Document Type: SYSTEMATIC REVIEW

Authors

1 Mashhad University of Medical Sciences, Iran

2 Shaheed Beheshti University of Medical Sciences, Dental school. Tehran, Iran

Abstract

 
Background: COVID-19 epidemic rapidly spread all around the world with over 1500 thousand infected cases and
95000 deaths. This rapid pandemic may overwhelm health care capacity and shortage of resources is a major concern.
Literature provided guidelines on management of COVID-19 patients but healthcare service to the normal population
should be continued meanwhile. Health system should act immediately and wisely to support essential surgical care while
fighting against COVID-19.
Methods: We conducted a comprehensive search in the major data bases since 2020, using the combination of MeSH
words of “COVID-19 “ and “surgery” and finally 34 full texts entered to data extraction phase to define a plan for surgical
practice during COVID-19 pandemic.
Results: Healthcare workers are at the higher risk of contamination by COVID-19 especially in early stage of outbreak
when they were not aware of the different aspects of COVID-19 pandemic. All healthcare staff must be trained to
properly use PPE. All patients have to be screened at the hospital triage. All elective surgical interventions must be
postponed. Operation room is considered as a place with high risk of cross infection so the highest level of protection
should be maintained. Anesthesia, endoscopy and oral surgery are considered as aerosol producing procedures
with very high risk of contamination.
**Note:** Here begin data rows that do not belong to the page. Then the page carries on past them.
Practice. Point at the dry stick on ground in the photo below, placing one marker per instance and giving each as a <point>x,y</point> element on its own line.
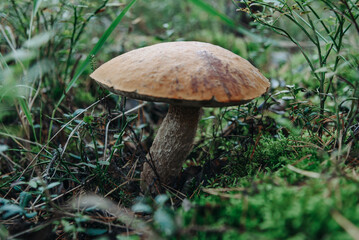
<point>53,137</point>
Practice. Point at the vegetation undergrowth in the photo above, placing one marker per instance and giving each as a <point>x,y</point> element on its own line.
<point>284,166</point>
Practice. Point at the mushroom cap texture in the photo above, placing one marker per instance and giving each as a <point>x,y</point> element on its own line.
<point>195,74</point>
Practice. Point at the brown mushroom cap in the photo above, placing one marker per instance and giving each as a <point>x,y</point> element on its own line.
<point>187,73</point>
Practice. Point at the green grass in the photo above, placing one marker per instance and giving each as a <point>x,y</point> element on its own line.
<point>284,166</point>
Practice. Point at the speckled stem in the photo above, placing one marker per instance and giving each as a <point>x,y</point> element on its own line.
<point>171,146</point>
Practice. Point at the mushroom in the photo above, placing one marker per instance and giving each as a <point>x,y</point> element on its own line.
<point>187,76</point>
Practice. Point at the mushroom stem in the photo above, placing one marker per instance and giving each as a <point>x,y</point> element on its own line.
<point>171,146</point>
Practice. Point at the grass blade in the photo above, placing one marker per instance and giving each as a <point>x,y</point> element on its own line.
<point>87,61</point>
<point>35,8</point>
<point>212,11</point>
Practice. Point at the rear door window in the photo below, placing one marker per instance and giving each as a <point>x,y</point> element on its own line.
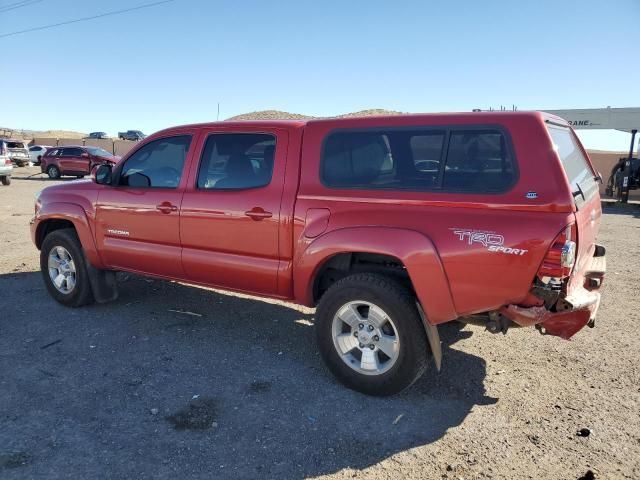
<point>237,161</point>
<point>581,177</point>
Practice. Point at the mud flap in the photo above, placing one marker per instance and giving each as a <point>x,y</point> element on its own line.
<point>103,284</point>
<point>433,336</point>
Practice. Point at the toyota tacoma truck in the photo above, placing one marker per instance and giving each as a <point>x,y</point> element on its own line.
<point>390,226</point>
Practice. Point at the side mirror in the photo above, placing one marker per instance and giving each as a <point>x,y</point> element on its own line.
<point>599,178</point>
<point>103,174</point>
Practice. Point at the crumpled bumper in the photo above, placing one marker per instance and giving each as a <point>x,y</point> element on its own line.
<point>572,312</point>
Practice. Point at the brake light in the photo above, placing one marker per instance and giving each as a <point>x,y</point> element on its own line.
<point>561,256</point>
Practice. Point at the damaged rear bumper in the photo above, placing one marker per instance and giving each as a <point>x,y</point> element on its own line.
<point>571,312</point>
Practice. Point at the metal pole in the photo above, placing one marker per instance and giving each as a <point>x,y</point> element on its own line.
<point>626,172</point>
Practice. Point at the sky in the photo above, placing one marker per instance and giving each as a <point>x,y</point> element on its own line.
<point>173,63</point>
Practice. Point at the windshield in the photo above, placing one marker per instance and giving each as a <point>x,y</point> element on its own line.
<point>576,166</point>
<point>99,152</point>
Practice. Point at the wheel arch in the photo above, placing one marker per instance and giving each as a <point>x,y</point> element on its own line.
<point>56,216</point>
<point>414,252</point>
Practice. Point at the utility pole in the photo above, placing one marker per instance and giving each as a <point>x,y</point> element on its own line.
<point>626,172</point>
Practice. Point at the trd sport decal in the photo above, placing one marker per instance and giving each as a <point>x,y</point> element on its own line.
<point>493,241</point>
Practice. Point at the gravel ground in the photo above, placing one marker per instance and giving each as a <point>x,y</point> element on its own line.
<point>136,389</point>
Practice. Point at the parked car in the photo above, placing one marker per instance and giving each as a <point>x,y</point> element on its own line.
<point>16,151</point>
<point>6,166</point>
<point>390,226</point>
<point>98,135</point>
<point>74,160</point>
<point>36,152</point>
<point>134,135</point>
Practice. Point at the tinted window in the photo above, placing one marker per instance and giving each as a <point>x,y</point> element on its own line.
<point>478,161</point>
<point>72,152</point>
<point>395,159</point>
<point>99,152</point>
<point>233,161</point>
<point>578,171</point>
<point>157,164</point>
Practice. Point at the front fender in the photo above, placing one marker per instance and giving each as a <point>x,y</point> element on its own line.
<point>416,251</point>
<point>76,215</point>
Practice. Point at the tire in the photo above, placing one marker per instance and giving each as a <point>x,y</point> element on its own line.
<point>80,293</point>
<point>372,296</point>
<point>53,172</point>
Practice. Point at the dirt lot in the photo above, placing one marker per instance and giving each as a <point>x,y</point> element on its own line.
<point>134,389</point>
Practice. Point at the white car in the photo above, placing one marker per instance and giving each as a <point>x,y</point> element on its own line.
<point>36,152</point>
<point>6,167</point>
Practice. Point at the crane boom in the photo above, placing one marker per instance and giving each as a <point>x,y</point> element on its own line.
<point>624,119</point>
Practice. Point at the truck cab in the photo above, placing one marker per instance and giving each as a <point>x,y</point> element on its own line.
<point>390,226</point>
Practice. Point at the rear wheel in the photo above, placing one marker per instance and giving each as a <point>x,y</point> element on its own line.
<point>53,172</point>
<point>370,334</point>
<point>64,268</point>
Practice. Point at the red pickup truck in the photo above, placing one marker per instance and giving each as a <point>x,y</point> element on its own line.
<point>389,225</point>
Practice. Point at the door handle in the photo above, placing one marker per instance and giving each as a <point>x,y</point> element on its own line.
<point>258,213</point>
<point>166,207</point>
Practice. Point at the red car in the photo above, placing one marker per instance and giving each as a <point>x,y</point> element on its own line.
<point>390,226</point>
<point>74,160</point>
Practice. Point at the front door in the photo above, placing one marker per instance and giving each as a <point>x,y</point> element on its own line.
<point>138,218</point>
<point>230,215</point>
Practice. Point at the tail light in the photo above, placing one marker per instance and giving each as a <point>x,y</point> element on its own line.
<point>561,256</point>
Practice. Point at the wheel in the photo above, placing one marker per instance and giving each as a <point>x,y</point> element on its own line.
<point>64,268</point>
<point>370,334</point>
<point>53,172</point>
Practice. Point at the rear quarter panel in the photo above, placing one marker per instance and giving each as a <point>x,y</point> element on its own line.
<point>479,279</point>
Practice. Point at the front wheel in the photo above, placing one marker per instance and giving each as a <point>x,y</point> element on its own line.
<point>370,334</point>
<point>53,172</point>
<point>64,268</point>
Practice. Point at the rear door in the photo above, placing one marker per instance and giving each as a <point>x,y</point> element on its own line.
<point>138,219</point>
<point>584,186</point>
<point>230,216</point>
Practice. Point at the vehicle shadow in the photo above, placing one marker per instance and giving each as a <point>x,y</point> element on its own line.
<point>178,381</point>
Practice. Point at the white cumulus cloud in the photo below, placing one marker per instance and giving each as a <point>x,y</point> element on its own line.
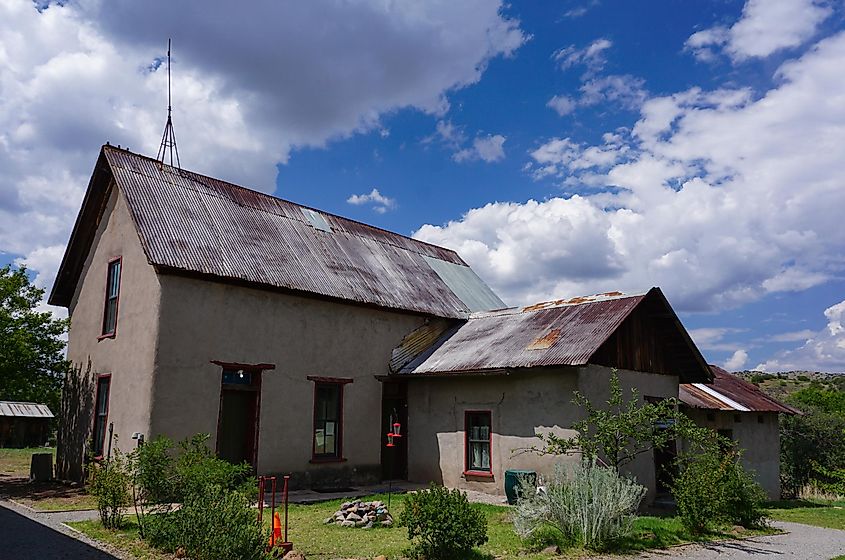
<point>822,351</point>
<point>250,84</point>
<point>720,197</point>
<point>765,27</point>
<point>380,203</point>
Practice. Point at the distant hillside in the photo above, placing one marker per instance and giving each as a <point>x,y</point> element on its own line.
<point>781,385</point>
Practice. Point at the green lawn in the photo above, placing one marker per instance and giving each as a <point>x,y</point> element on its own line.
<point>15,462</point>
<point>810,512</point>
<point>330,542</point>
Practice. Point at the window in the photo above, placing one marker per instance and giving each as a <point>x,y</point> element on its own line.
<point>328,420</point>
<point>112,295</point>
<point>101,414</point>
<point>478,438</point>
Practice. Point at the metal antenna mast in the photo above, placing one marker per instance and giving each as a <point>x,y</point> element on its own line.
<point>168,139</point>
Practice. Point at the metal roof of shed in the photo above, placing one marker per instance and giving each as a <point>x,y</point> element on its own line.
<point>24,410</point>
<point>728,392</point>
<point>566,332</point>
<point>197,224</point>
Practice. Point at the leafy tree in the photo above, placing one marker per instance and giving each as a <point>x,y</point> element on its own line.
<point>814,442</point>
<point>617,432</point>
<point>32,362</point>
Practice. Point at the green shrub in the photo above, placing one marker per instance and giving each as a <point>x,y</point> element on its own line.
<point>196,468</point>
<point>712,488</point>
<point>154,474</point>
<point>592,508</point>
<point>213,524</point>
<point>109,484</point>
<point>443,522</point>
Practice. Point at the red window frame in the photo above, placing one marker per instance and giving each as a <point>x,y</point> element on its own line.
<point>113,332</point>
<point>339,382</point>
<point>100,377</point>
<point>467,470</point>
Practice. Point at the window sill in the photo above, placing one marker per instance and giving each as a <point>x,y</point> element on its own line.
<point>478,474</point>
<point>328,460</point>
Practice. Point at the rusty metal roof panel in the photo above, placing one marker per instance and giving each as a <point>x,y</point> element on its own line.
<point>199,224</point>
<point>24,410</point>
<point>730,392</point>
<point>563,332</point>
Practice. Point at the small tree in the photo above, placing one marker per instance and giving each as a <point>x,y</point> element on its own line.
<point>32,362</point>
<point>615,434</point>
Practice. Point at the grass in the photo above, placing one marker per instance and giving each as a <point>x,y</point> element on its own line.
<point>830,514</point>
<point>125,540</point>
<point>328,542</point>
<point>15,462</point>
<point>43,496</point>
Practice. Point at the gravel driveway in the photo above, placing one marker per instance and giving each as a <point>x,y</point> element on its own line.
<point>801,542</point>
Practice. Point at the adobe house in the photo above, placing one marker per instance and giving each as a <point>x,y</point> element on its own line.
<point>295,337</point>
<point>740,411</point>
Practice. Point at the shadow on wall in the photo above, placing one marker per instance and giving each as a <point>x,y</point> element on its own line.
<point>75,420</point>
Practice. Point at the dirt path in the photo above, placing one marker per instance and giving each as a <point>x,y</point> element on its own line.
<point>801,542</point>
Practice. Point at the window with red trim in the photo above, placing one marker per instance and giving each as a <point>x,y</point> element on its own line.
<point>478,441</point>
<point>328,420</point>
<point>112,296</point>
<point>101,414</point>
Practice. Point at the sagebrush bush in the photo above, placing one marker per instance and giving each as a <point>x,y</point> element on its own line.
<point>442,524</point>
<point>592,506</point>
<point>211,525</point>
<point>109,484</point>
<point>712,487</point>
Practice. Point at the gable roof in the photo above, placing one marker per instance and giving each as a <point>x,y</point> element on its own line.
<point>191,223</point>
<point>570,332</point>
<point>730,392</point>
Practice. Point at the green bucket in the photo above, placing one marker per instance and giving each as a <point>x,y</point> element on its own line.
<point>513,479</point>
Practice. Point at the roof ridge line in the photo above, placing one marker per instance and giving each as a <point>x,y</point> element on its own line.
<point>235,185</point>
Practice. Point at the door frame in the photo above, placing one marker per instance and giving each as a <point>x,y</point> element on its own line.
<point>254,387</point>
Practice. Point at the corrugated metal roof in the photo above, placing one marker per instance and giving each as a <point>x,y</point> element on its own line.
<point>729,392</point>
<point>24,410</point>
<point>194,223</point>
<point>466,284</point>
<point>562,332</point>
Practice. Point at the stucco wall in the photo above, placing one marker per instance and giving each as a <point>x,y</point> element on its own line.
<point>522,405</point>
<point>203,321</point>
<point>760,442</point>
<point>129,356</point>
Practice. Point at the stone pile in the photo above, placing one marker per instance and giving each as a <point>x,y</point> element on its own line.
<point>365,515</point>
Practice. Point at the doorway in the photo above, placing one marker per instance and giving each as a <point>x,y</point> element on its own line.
<point>237,423</point>
<point>394,408</point>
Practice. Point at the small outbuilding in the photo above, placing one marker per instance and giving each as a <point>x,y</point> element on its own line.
<point>740,411</point>
<point>24,424</point>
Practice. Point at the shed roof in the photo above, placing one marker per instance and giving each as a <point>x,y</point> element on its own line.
<point>567,332</point>
<point>730,392</point>
<point>191,223</point>
<point>24,410</point>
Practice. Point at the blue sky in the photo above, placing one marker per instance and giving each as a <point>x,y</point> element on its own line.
<point>562,148</point>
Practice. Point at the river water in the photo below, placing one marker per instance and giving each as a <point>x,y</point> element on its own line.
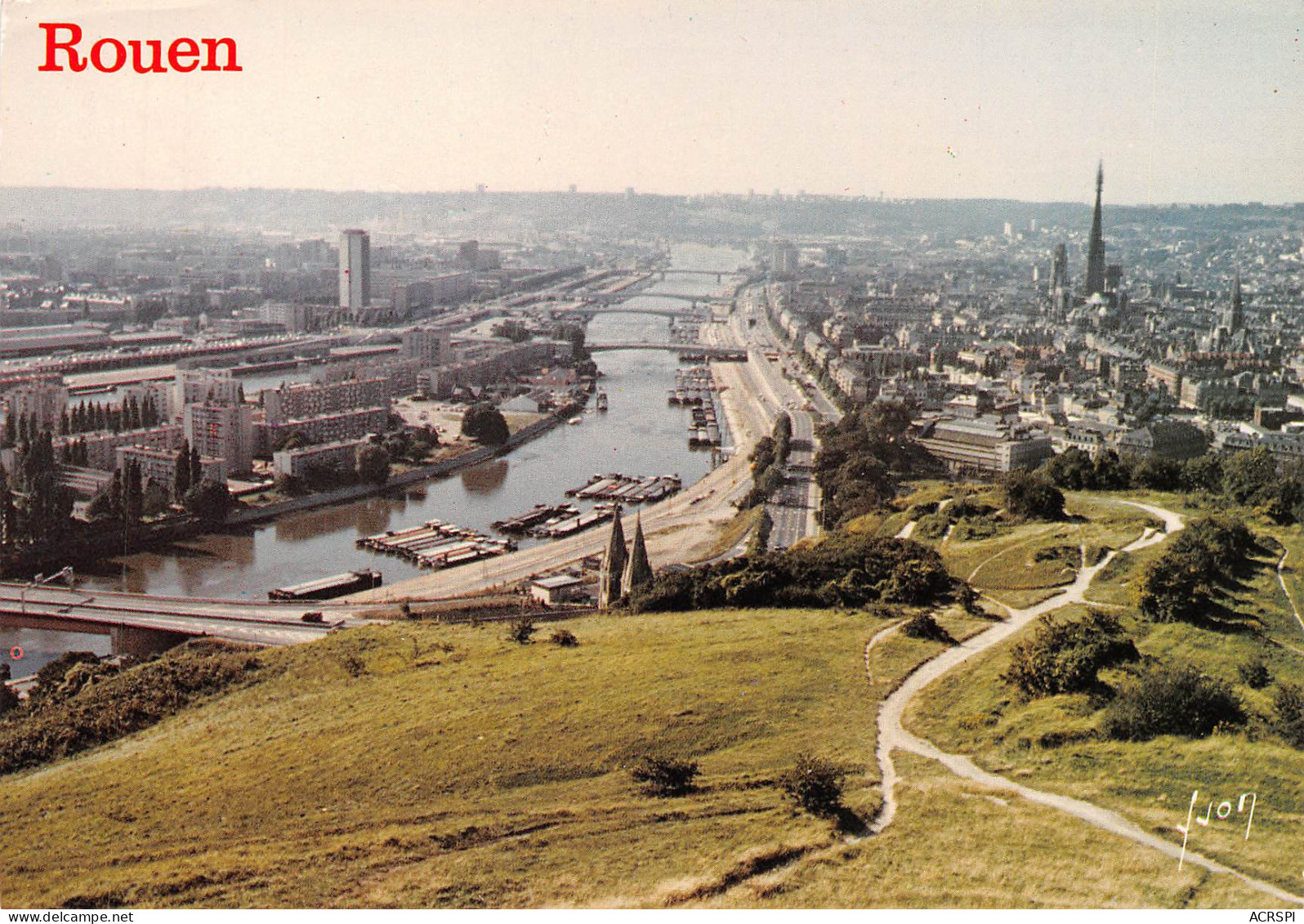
<point>641,435</point>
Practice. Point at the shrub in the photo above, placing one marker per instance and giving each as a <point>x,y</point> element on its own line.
<point>1255,672</point>
<point>564,639</point>
<point>119,704</point>
<point>1172,700</point>
<point>976,528</point>
<point>522,630</point>
<point>923,626</point>
<point>665,775</point>
<point>842,569</point>
<point>1179,584</point>
<point>931,527</point>
<point>1288,714</point>
<point>1030,497</point>
<point>1065,657</point>
<point>814,785</point>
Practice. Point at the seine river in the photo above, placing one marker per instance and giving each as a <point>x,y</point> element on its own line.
<point>639,435</point>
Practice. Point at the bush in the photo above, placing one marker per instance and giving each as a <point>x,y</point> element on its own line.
<point>1067,657</point>
<point>931,527</point>
<point>1179,584</point>
<point>1030,497</point>
<point>1172,700</point>
<point>842,569</point>
<point>1255,672</point>
<point>209,501</point>
<point>815,785</point>
<point>1288,714</point>
<point>522,630</point>
<point>564,639</point>
<point>119,704</point>
<point>923,626</point>
<point>665,775</point>
<point>487,424</point>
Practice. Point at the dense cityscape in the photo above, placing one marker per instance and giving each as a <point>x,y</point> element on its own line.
<point>887,407</point>
<point>651,457</point>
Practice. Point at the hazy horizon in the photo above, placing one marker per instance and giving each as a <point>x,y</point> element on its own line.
<point>1186,102</point>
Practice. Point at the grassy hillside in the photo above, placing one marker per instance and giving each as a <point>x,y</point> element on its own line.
<point>445,766</point>
<point>1055,743</point>
<point>426,766</point>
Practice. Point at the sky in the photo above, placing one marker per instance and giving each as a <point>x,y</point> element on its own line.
<point>1184,100</point>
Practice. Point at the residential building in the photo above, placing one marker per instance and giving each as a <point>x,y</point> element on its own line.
<point>159,466</point>
<point>355,271</point>
<point>321,458</point>
<point>222,431</point>
<point>985,446</point>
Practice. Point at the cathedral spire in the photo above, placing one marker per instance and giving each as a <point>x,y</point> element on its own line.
<point>1236,310</point>
<point>1096,252</point>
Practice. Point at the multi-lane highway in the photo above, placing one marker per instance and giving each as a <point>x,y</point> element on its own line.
<point>794,510</point>
<point>102,611</point>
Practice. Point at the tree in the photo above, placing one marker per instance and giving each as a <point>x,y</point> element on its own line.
<point>133,495</point>
<point>1249,477</point>
<point>155,499</point>
<point>1030,497</point>
<point>209,501</point>
<point>485,424</point>
<point>372,464</point>
<point>181,476</point>
<point>107,505</point>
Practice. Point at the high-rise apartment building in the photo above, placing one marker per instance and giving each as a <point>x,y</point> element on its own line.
<point>222,431</point>
<point>429,346</point>
<point>355,270</point>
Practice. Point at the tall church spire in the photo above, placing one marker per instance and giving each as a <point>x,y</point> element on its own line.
<point>1236,310</point>
<point>1096,252</point>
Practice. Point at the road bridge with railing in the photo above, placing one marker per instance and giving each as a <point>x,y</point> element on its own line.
<point>144,623</point>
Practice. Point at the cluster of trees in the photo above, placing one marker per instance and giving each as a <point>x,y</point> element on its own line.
<point>1248,477</point>
<point>131,415</point>
<point>1165,699</point>
<point>485,424</point>
<point>413,446</point>
<point>1181,583</point>
<point>864,458</point>
<point>35,510</point>
<point>81,703</point>
<point>85,417</point>
<point>767,463</point>
<point>842,569</point>
<point>1152,699</point>
<point>1065,657</point>
<point>1032,497</point>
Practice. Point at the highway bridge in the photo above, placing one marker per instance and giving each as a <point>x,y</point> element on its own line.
<point>606,299</point>
<point>682,348</point>
<point>142,623</point>
<point>719,274</point>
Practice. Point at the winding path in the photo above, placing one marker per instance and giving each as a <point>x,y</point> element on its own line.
<point>894,737</point>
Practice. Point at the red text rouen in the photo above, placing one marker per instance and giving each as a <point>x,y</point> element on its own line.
<point>144,56</point>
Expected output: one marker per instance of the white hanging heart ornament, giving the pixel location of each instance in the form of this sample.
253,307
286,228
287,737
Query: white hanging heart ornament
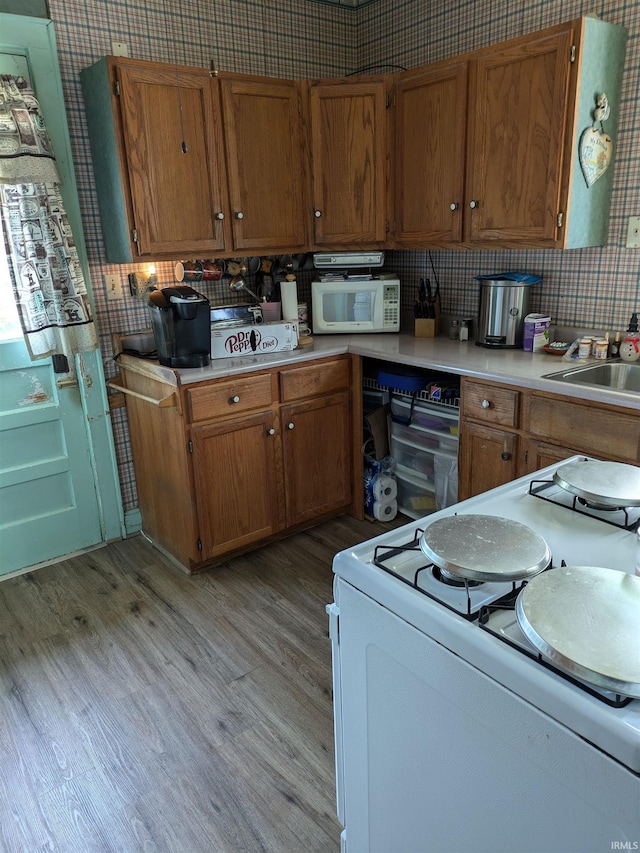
596,153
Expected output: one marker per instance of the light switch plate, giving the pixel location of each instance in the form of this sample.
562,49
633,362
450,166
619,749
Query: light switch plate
113,286
633,233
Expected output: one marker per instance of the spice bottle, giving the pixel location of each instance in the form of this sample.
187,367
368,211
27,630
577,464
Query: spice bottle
615,346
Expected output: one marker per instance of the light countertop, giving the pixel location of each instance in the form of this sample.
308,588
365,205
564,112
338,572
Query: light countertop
509,366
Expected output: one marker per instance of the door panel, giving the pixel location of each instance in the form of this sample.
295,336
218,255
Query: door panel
55,442
48,500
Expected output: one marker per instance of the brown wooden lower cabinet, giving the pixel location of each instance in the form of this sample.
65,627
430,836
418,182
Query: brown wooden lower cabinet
487,458
507,433
237,461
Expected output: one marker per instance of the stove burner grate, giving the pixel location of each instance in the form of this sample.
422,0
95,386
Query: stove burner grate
582,506
508,602
384,553
450,579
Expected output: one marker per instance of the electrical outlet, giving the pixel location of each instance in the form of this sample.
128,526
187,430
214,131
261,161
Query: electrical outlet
119,48
113,286
633,233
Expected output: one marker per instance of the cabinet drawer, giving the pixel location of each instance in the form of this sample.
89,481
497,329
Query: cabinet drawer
490,403
586,427
229,398
313,379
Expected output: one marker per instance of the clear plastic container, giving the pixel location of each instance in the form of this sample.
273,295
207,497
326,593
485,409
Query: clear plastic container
416,494
413,456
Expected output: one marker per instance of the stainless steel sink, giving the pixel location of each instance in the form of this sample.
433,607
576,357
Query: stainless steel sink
616,375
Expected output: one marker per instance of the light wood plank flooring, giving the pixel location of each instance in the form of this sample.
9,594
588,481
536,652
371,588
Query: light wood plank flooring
142,709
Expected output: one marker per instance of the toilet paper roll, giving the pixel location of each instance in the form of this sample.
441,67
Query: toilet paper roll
385,510
385,488
289,296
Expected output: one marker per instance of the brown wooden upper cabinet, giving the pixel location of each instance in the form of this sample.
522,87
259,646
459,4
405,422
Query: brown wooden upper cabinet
487,145
431,116
348,150
158,159
263,134
165,188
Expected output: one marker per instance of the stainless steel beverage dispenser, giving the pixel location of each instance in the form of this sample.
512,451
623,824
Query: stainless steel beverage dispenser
503,305
180,319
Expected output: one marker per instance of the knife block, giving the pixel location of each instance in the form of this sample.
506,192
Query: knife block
428,327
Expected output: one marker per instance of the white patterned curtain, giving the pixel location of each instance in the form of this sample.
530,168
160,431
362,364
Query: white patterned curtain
47,278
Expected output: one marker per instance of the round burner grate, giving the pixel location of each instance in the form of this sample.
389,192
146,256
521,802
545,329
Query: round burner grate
485,548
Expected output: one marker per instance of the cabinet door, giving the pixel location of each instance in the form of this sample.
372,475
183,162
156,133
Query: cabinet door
175,159
518,106
348,152
487,458
237,481
264,158
430,145
316,438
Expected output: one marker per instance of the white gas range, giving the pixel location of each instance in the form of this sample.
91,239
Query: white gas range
453,731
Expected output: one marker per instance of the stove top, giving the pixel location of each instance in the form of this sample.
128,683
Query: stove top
479,623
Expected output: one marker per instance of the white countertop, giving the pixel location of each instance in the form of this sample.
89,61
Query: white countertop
509,366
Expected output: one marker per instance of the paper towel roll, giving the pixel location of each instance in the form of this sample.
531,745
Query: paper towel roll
289,296
385,488
385,510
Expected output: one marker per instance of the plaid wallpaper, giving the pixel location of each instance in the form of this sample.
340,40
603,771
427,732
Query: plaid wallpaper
302,38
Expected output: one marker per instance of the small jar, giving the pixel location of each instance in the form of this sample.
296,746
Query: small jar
584,348
601,348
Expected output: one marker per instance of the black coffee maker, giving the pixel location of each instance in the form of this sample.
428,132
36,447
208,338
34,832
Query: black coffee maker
180,319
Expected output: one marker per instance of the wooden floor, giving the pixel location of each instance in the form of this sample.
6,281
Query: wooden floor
142,709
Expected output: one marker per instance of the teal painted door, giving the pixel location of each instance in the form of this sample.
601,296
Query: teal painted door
58,483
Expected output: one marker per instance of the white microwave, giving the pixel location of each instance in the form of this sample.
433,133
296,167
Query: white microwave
350,306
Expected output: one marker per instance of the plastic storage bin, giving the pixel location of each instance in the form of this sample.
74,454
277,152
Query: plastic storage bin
416,494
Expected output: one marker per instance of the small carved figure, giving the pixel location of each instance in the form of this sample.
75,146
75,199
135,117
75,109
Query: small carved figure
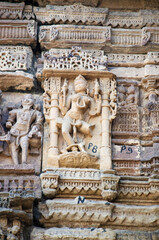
121,95
132,95
73,108
23,124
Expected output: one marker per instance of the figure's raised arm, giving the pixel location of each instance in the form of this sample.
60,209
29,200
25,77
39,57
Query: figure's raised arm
95,106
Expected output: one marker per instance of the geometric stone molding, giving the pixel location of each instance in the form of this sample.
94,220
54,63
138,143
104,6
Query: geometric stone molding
18,32
138,189
73,13
14,62
15,11
69,60
137,19
91,234
75,233
89,15
73,210
71,182
69,35
11,10
68,212
63,182
134,37
23,187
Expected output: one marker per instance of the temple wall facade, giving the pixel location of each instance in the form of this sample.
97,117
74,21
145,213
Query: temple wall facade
79,120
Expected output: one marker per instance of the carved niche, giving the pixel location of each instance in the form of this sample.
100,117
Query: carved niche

There is not any evidence to support the risk of infection trough blood products.
Postoperative respiratory problems are more common among COVID-19 patients that may increases the estimated
risk of morbidity and mortality.
Conclusion: COVID-19 pandemic is a dynamic challenge for health system to save the healthcare staff and
equipment resources by timely decisions. Healthcare workers are at the higher risk of contamination by COVID-19
especially in early phase of epidemic when the protection is sub-optimal.